Bárbara Veloso e a equipe de roteiristas do “Arcanjo Renegado” – 2ª temporada: José Junior; Gabriel Maria e Gustavo Redemacher (arquivo pessoal)

Prestes Filho: Você acompanha a produção audiovisual de países africanos? Um irmão seu trabalha na TV de Angola. Os produtos daquele país tem qualidade para serem distribuídos no Brasil?

Bárbara Veloso: Quando se compreende que o racismo é estrutural, que este tem uma natureza sólida e perversa que nos exclui, que nos desumaniza, que apaga a nossa história, se compreende porque as obras audiovisuais da África não atravessam o oceano. Não há interesse das curadorias e das distribuidoras. Mas o continente africano produz obras de qualidade, similares as que encontramos no nosso mercado. Abderrahmane Sissako é uma das minhas maiores referências. Estudei com a incrível professora Janaína Oliveira, Doutora em História, estudiosa do cinema africano. Ela foi responsável por apresentar no Brasil os filmes de Mambéry; de Idrissa Ouedraogo; e de Sarah Maldoror. Em Angola, conheci o trabalho de Nguxi dos Santos, cineasta da província do Zaire.

Prestes Filho: No campo da literatura sobre o tema étnico quais são suas referências?

Bárbara Veloso: Paulina Chiziane é a maior referência! Também, Miriam Alves, Esmeralda Ribeiro, Maya Angelou, Conceição Evaristo, Carolina Maria de Jesus e Chimamanda.

Prestes Filho: Você reside onde nasceu; casa onde nasceu seu pai, cantor, compositor e músico, Altay Veloso; local onde está o terreiro de sua avó. A identidade deste seu chão inspira?

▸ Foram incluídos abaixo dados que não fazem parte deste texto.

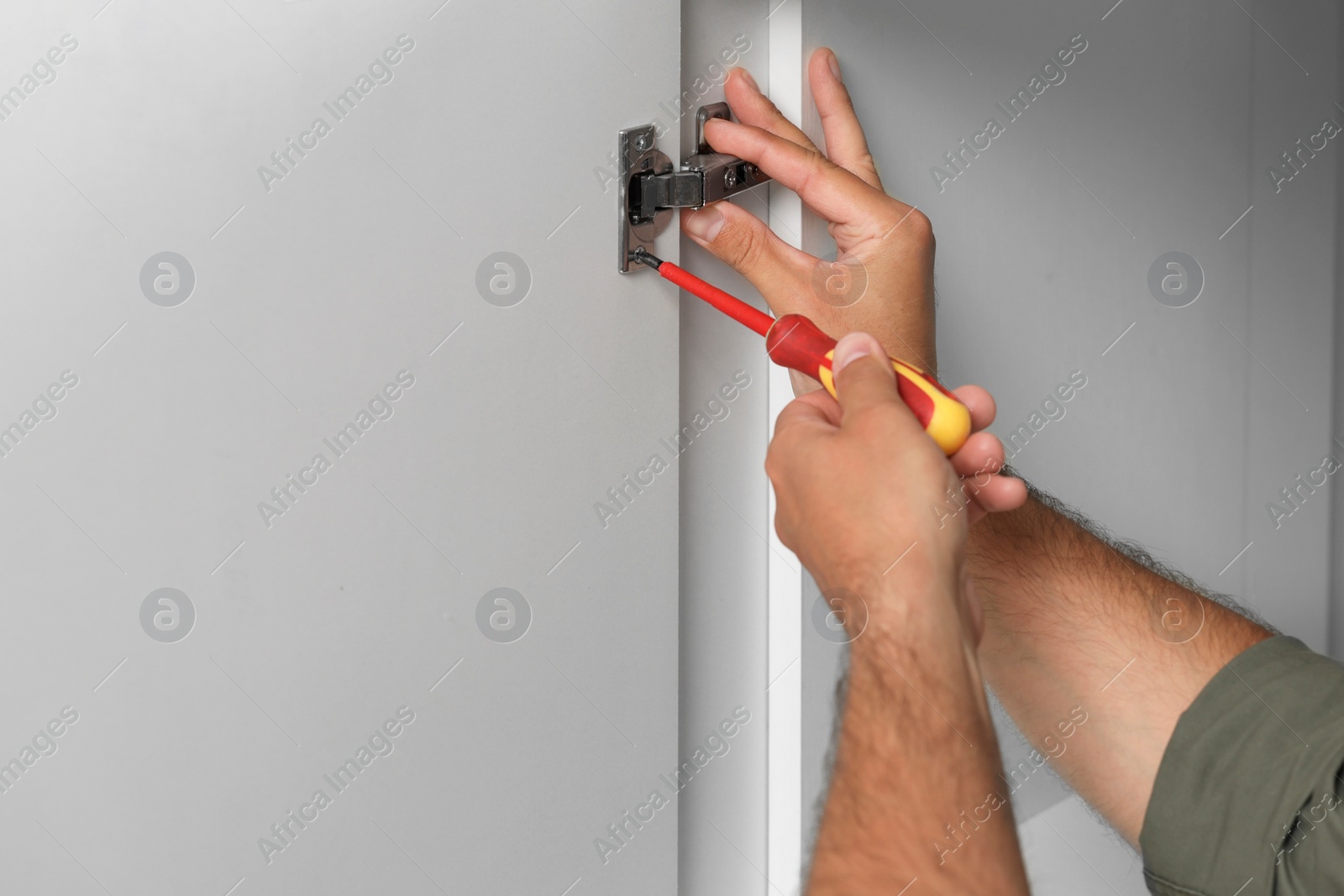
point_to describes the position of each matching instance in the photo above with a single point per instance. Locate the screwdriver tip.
(645, 257)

Bárbara Veloso: Tudo o que me inspira é essa herança. É ela que me forjou, é sobre ela que quero escrever, esta é a força que me alimenta. África me deu tudo: a história, a religião, a minha profissão e esse bronze maravilhoso.


LUIZ CARLOS PRESTES FILHO – Cineasta, formado na antiga União Soviética. Especialista em Economia da Cultura e Desenvolvimento Econômico Local, colunista do jornal Tribuna da Imprensa Livre. Coordenou estudos sobre a contribuição da Cultura para o PIB do Estado do Rio de Janeiro (2002) e sobre as cadeias produtivas da Economia da Música (2005) e do Carnaval (2009). É autor do livro “O Maior Espetáculo da Terra – 30 anos do Sambódromo” (2015).